Sleeping with My Greyhound

Today I thought I'd do a fun, off-topic post.

I adopted my greyhound more than three years ago, but it wasn't until just a few months ago that he started sleeping in bed with me. At the track, the bigger dogs (usually the males) are in bottom crates, while the smaller dogs (usually the females) are in crates stacked on top of the bottom crates. The smaller dogs learn to jump into their crates, but the bigger dogs never learn to jump. So when Django came to live with us, he did not know that jumping on the couch or onto the bed was even a possibility. We tried to teach him to jump into the car, but after two years I just gave up and always had to hoist him in.
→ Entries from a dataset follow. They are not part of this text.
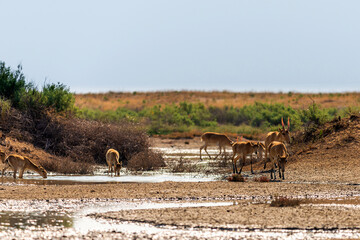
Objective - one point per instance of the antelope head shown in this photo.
(285, 133)
(42, 172)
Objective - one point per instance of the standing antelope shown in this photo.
(243, 149)
(278, 154)
(2, 156)
(211, 138)
(17, 162)
(283, 135)
(112, 159)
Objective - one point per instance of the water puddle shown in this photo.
(91, 179)
(23, 220)
(72, 218)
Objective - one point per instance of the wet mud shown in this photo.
(165, 205)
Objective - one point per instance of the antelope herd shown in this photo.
(274, 147)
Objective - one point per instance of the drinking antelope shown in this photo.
(283, 135)
(211, 138)
(17, 162)
(112, 159)
(278, 154)
(243, 149)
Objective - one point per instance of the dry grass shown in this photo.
(285, 202)
(236, 178)
(139, 100)
(262, 179)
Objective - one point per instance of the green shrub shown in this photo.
(5, 107)
(58, 97)
(12, 84)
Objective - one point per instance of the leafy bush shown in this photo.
(145, 161)
(12, 84)
(5, 107)
(58, 97)
(25, 96)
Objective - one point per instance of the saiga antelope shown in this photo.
(17, 162)
(283, 135)
(278, 154)
(243, 149)
(211, 138)
(112, 159)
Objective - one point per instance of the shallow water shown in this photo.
(104, 178)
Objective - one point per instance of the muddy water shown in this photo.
(73, 219)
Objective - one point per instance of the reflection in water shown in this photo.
(23, 220)
(100, 179)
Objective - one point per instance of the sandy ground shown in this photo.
(324, 176)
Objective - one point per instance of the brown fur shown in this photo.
(243, 149)
(217, 139)
(2, 156)
(112, 159)
(278, 154)
(17, 162)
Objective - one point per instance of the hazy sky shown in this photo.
(148, 45)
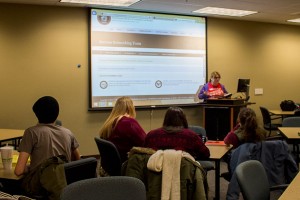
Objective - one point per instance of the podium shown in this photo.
(220, 115)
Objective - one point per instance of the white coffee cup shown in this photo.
(7, 156)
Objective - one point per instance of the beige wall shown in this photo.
(41, 46)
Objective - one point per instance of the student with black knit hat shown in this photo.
(45, 140)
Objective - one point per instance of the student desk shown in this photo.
(293, 190)
(216, 154)
(13, 135)
(292, 134)
(219, 116)
(9, 174)
(282, 113)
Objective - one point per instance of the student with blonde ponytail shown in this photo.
(121, 127)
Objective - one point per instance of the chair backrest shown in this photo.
(291, 122)
(253, 181)
(106, 188)
(266, 115)
(80, 169)
(110, 157)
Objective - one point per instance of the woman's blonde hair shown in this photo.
(123, 106)
(215, 74)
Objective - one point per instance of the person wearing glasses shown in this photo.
(213, 89)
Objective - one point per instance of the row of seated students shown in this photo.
(47, 140)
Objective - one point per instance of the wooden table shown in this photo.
(292, 134)
(282, 113)
(292, 192)
(216, 154)
(13, 135)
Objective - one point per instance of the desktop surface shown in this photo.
(225, 101)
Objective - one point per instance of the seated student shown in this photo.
(42, 142)
(122, 129)
(246, 131)
(174, 134)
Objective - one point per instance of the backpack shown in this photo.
(287, 105)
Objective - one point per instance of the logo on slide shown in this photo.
(103, 84)
(158, 84)
(104, 20)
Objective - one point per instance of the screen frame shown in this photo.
(91, 108)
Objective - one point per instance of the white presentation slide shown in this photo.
(157, 59)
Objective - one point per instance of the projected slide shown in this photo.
(156, 59)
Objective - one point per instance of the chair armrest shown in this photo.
(279, 187)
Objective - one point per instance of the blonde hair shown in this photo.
(214, 74)
(123, 106)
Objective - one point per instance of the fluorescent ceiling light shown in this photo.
(224, 11)
(103, 2)
(294, 20)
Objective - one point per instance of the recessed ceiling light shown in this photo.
(224, 11)
(103, 2)
(294, 20)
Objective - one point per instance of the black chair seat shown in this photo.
(110, 157)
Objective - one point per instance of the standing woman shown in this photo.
(213, 89)
(122, 129)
It wasn't until my friend who watched him while we were on vacation reported to me that he jumps into her car just fine and I realized he could jump but just preferred that I lift him in! Now, he does jump into the car. He still does not know that jumping on the couch is possible.

I had to hoist him onto the bed, too, but a few months ago he started jumping on his own though will only jump onto the bed when we invite him. The cats are sometimes on the bed, so I think he's afraid of jumping on the bed when the cats are there since he's afraid of the cats. When he does jump on the bed, he gets really excited and seems proud of himself!
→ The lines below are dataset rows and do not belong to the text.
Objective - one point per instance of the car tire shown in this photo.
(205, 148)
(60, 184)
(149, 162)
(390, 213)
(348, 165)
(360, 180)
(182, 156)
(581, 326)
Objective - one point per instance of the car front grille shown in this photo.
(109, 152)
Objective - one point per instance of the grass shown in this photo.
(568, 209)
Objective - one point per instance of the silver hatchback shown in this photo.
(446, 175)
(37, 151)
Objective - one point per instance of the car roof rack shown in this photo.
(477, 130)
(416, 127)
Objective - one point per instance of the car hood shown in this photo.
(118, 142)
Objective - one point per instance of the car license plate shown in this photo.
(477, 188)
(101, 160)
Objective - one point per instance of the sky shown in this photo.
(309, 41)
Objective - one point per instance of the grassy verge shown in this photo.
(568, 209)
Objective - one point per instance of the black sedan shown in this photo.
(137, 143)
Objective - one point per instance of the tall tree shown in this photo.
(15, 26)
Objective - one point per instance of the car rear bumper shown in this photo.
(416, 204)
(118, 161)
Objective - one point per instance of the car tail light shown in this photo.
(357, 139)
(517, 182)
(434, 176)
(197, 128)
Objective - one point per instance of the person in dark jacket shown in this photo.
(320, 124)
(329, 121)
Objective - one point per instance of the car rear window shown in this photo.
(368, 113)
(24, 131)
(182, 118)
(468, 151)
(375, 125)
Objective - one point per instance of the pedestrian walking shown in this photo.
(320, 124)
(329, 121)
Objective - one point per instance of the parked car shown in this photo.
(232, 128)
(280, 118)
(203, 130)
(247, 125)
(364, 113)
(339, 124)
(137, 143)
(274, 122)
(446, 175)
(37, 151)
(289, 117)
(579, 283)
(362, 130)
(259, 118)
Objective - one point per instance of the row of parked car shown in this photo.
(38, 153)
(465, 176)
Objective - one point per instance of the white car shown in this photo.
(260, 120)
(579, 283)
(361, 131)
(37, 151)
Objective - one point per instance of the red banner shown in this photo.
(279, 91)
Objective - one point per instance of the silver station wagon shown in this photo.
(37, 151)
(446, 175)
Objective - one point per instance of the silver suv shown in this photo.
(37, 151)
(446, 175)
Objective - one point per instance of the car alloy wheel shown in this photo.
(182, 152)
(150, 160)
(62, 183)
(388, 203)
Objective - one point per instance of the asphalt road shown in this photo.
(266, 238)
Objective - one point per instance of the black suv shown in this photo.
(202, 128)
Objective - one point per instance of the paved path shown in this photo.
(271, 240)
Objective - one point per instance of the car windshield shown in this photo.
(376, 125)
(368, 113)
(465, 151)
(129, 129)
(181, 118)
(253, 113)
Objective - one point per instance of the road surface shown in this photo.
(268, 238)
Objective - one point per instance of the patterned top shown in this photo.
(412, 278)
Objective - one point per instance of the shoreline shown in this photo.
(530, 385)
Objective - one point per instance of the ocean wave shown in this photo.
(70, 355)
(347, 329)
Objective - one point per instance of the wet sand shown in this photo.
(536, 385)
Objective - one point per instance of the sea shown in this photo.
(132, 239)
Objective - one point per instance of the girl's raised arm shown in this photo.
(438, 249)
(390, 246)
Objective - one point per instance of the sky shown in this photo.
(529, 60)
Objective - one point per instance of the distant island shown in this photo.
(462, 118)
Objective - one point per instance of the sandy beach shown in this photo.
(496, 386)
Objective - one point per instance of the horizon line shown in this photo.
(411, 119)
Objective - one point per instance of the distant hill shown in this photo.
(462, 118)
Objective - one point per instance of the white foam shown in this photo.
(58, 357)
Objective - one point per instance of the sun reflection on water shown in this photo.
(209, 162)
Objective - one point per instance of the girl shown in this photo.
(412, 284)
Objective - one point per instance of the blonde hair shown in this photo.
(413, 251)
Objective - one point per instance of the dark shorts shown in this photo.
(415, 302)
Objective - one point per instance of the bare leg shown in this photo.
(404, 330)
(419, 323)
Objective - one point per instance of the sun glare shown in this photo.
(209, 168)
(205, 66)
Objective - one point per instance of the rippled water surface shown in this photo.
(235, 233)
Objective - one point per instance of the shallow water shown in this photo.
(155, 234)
He's so big and his legs are so long that he takes up three-quarters of the bed (he's more like a small horse than a dog!), so he can only sleep in bed with either me or my husband, but not both of us. (Because I go to bed before my husband, Django will sometimes sleep with me before my husband comes to bed.) He loves sleeping in bed with us. Most times, he will cuddle up close to us and put his paws or head on us. He is not a very affectionate dog--his personality is more silly than sweet--so I love when he cuddles like that. But, it comes with a risk.
A photo posted by Jennifer Kent (@jennifer_kent) on
Some greyhounds, including Django, come from the track with sleep aggression. They are used to sleeping alone in their crates, where they are woken out of sleep by people coming into the room or other dogs barking. They are never startled out of sleep, and they are never touched while they're sleeping. You probably see where this is going...

On the very first night we had him, my husband tried to cuddle with him while Django was dead alseep on his bed. Django got startled awake and was so afraid that he bit my husband! This was the very first night we had him, and with blood streaming down my husband's face from the bite, we were completely in shock and scared of our new dog.

We then learned all about sleep aggression, and it was one of the things we worked on with a positive reinforcement trainer. The training was basically to lightly toss treats at him when he's deep asleep so that when he's startled awake, he gets a treat and starts associating being touched while sleeping with good things. Over time, his sleep aggression faded, though I should note that we always make sure he's awake before we pet him. We mainly did the training to avoid the chance of him biting the cats if one of the cats should jump on him while he's sleeping.

And then he started sleeping in bed with us. If he's deeply asleep in bed and he gets nudged, he will sometimes growl. And because he's so big and takes up so much of the bed, it's hard not to nudge him. When I am asleep myself and am woken by a dog growling right beside me, it's definitely scary!

Two things happened recently. First, I must have nudged him while I was sleeping and he growled at me and startled me awake, causing me to jump up and fall out of bed! Second, just this past weekend, he came to sleep with me after I'd fallen asleep, so I didn't even know he was there. I must have really shoved him in my sleep, because not only did he growl at me but he also barked at me! I was so startled that I woke up screaming!

On top of him growling and barking when being nudged while he's sleeping, he will also yelp, growl, and wag his tail in general while he's sleeping. This does not make for a restful sleep for the humans!

Is there a chance he could be startled enough out of sleep that he'd bite instead of growl? Yes. But it's not a good chance. Usually his head isn't near us. Also, one time he was deep asleep when I was in bed reading. One of the cats jumped on the bed and landing right by Django's mouth. Django was very startled and growled but didn't do anything else. I think the early desensitization training we did really helped. But, I do accept that it's a risk and am willing to take it because I love him so much and love cuddling with him.
I usually don't lie with him face-to-face like this and wouldn't if I were sleeping too!
I love him even though he's sometimes like this--eyes rolled back in his head and teeth showing. What's not to love?!

Do you sleep with your dog? Does your dog growl, yelp, or wag its tail in its sleep? Please tell me yes so that I don't think I have the only weirdo dog!